LES 100 ANS
DE JEAN
TINGUELY

Le reportage Sport-Auto.ch du 20 mai 2025

Texte: Laurent Missbauer
Photos: Laurent Missbauer, Musée Tinguely, Bâle Tourisme, Fribourg Tourisme

En vue du 100e anniversaire de la naissance de Jean Tinguely, ce 22 mai, Sport-Auto.ch rend hommage au plus célèbre des artistes fribourgeois en soulignant les liens étroits qui l’unissaient à l’automobile, à la F1 et aux pilotes auxquels il vouait une très grande admiration. Reportage sur les traces de Jean Tinguely, à Bâle, tout d’abord au Musée Tinguely, puis à Fribourg, sa ville natale, devant la fontaine Jo Siffert ainsi qu’à l’Espace Jean Tinguely-Niki de Saint Phalle et au MAHF, le Musée d’art et d’histoire de Fribourg.

S’il est un artiste dont plusieurs œuvres sont étroitement liées à la compétition automobile, c’est bien Jean Tinguely, photographié ci-dessus en compagnie du pilote fribourgeois Jo Siffert qui lui montre une partie de sa collection de voitures anciennes. Originaire de Pont-la-Ville en Gruyère, né à Fribourg le 22 mai 1925 et décédé à Berne le 30 août 1991, Jean Tinguely fait actuellement l’objet d’une exposition temporaire particulièrement intéressante au Musée Tinguely de Bâle. Celle-ci, intitulée «La roue c’est tout!», présente sous un jour nouveau plusieurs de ses œuvres, notamment le triptyque (photo ci-dessus à droite) qui rend hommage au pilote suédois Joakim Bonnier décédé le 11 juin 1972 aux 24 Heures du Mans. Bon à savoir: différents films documentaires, dont «Jean Tinguely, le sport automobile ou la passion de l’absurde», seront diffusés en permanence durant toute la durée de l’exposition.

Evoquer le Musée Tinguely, qui vaut à lui seul le déplacement à Bâle, c’est avant tout évoquer son concepteur, le célèbre architecte tessinois Mario Botta.
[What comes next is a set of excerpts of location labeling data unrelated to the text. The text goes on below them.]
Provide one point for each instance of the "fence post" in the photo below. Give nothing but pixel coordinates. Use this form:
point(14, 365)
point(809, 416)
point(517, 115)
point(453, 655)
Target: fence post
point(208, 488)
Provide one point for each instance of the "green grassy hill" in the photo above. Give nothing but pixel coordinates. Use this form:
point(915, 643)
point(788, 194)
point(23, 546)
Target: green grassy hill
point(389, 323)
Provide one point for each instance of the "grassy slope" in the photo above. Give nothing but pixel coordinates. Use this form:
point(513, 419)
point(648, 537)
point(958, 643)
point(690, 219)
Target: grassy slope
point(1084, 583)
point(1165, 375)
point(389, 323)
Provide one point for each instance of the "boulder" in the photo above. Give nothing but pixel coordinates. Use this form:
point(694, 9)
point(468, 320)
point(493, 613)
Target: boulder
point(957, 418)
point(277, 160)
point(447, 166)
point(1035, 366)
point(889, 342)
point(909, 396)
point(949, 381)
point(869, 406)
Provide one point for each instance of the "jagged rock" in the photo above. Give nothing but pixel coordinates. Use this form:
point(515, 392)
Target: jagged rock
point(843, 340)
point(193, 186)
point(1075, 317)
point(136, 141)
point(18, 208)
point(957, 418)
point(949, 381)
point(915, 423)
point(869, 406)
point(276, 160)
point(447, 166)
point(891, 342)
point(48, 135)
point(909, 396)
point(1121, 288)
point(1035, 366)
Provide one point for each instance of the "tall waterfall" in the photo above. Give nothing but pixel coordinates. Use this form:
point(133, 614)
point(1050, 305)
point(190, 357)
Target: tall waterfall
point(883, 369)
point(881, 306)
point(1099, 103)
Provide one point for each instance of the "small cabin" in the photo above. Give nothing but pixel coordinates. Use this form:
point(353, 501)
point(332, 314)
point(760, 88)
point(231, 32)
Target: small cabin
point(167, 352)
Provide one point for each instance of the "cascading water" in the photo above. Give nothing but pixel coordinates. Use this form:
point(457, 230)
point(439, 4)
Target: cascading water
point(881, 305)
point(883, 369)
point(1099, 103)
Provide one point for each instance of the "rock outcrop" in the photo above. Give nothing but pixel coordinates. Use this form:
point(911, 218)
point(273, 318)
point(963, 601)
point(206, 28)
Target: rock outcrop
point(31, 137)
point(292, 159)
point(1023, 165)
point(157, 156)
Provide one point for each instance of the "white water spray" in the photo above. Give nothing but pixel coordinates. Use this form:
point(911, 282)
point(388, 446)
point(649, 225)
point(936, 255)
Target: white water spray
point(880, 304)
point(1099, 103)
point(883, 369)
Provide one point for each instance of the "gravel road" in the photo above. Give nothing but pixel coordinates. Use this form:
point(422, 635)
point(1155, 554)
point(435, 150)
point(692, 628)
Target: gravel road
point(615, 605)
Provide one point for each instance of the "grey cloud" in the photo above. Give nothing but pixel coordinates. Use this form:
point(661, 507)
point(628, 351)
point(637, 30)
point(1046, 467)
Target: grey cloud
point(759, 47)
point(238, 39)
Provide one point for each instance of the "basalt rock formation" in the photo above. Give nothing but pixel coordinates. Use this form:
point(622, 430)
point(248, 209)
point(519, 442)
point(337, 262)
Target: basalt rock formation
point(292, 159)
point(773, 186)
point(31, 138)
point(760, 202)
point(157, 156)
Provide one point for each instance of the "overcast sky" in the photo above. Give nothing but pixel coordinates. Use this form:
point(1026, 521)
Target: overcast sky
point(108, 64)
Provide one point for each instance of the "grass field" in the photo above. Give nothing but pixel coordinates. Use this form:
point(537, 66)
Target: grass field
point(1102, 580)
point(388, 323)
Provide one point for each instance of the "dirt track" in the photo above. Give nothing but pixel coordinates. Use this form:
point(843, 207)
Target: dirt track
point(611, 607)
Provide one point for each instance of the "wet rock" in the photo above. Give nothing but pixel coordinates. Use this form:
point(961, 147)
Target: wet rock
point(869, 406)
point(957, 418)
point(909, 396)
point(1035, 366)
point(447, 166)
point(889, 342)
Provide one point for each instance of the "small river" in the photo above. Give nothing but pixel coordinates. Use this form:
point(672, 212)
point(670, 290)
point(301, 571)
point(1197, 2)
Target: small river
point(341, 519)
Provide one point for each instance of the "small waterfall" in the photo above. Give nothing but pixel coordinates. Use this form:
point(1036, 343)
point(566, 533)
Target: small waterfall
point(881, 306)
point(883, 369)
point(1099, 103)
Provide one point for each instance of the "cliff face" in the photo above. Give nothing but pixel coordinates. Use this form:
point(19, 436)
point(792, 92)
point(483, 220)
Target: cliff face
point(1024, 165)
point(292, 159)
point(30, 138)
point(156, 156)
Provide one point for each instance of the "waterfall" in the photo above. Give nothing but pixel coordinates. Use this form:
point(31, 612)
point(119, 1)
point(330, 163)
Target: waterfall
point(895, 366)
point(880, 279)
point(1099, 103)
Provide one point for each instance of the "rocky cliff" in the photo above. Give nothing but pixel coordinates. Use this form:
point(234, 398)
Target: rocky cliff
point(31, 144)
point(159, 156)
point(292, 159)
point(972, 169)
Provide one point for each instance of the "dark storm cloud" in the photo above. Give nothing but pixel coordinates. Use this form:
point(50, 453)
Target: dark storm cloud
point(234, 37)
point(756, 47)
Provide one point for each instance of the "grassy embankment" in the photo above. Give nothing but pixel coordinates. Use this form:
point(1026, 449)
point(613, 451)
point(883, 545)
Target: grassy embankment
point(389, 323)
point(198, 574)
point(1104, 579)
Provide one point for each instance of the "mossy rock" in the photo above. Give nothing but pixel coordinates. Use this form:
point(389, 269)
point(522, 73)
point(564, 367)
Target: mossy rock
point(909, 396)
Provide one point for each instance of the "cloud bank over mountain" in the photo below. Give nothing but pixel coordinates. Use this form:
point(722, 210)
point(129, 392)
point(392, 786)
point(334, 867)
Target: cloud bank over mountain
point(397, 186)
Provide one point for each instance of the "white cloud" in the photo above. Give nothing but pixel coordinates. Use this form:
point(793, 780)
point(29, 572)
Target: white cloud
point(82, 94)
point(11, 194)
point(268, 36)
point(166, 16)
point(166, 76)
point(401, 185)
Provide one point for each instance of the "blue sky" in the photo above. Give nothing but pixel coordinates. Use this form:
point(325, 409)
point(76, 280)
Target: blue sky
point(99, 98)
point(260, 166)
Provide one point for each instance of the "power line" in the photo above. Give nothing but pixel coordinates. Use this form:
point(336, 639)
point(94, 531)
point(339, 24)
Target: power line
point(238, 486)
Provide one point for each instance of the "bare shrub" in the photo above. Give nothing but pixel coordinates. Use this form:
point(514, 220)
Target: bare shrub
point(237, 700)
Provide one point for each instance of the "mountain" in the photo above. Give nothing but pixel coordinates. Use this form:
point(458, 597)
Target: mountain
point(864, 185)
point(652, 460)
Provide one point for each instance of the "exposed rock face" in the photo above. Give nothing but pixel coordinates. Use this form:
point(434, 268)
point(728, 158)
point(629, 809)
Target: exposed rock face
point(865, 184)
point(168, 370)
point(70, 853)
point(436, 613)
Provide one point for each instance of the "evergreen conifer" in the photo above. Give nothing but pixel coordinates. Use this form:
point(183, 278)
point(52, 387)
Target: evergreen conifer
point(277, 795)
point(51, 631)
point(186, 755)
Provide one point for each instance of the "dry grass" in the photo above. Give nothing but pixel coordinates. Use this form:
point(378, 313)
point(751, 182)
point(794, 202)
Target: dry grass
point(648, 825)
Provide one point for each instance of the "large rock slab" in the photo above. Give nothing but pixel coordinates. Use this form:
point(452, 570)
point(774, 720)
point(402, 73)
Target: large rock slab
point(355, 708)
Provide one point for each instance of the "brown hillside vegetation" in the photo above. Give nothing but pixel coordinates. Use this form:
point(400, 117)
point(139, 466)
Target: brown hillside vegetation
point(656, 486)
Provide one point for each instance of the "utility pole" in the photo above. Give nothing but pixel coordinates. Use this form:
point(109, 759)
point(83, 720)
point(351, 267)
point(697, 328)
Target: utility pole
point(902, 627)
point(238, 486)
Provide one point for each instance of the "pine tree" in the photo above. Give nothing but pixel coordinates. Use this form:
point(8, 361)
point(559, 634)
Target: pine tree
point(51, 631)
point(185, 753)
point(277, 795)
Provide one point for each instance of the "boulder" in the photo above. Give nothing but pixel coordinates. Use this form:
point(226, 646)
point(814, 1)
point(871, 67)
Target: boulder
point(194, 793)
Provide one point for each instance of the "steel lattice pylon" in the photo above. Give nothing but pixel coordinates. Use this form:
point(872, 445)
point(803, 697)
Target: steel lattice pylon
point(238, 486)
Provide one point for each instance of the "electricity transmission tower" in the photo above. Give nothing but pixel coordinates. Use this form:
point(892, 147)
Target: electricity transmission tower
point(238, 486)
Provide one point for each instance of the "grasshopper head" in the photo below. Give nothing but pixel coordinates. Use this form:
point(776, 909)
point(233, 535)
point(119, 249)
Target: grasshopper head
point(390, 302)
Après la Banque de l’Etat de Fribourg (1981), la Cathédrale d’Evry (1988) ou encore le Musée d’art moderne de San Francisco (1995), pour ne citer que trois de ses nombreux bâtiments emblématiques, Mario Botta a en effet conçu le Musée Tinguely (1996) de façon à ce que ses salles accueillent les machines géantes de Jean Tinguely, à commencer par «Pit-Stop», sculpture mobile réalisée à partir de différents éléments de deux monoplaces Renault de F1 d’Alain Prost et d’Eddie Cheever, et surtout par la «Grosse Méta-Maxi-Maxi-Utopia» qui mesure 8 m de haut et qui est surmontée de la partie avant d’une Porsche 908 pilotée autrefois par Jo Siffert.

La «Grosse Méta-Maxi-Maxi-Utopia» est la plus grande sculpture mécanique de Jean Tinguely, la seule sur laquelle on puisse marcher! Elle est constituée d’innombrables rouages qui, animés par des moteurs, mettent en mouvement plusieurs roues, dont celle d’une monoplace de F1 de son grand ami, le pilote fribourgeois Jo Siffert.

Outre le triptyque «Mémorial à Joakim Bonnier», «Pit-Stop» et la «Grosse Méta-Maxi-Maxi-Utopia», on citera encore «Les cinq veuves», cinq poupées géantes conçues par Eva Aeppli, la première épouse de Jean Tinguely, qui posent à côté d’une ancienne Lotus de F1 de Jim Clark. Double champion du monde de F1, en 1963 et en 1965, Jim Clark a été victime d’un accident mortel, le 7 avril 1968, sur le circuit de Hockenheim, pour la plus grande peine de ses quatre sœurs et de sa mère, qualifiées justement de cinq veuves par Jean Tinguely!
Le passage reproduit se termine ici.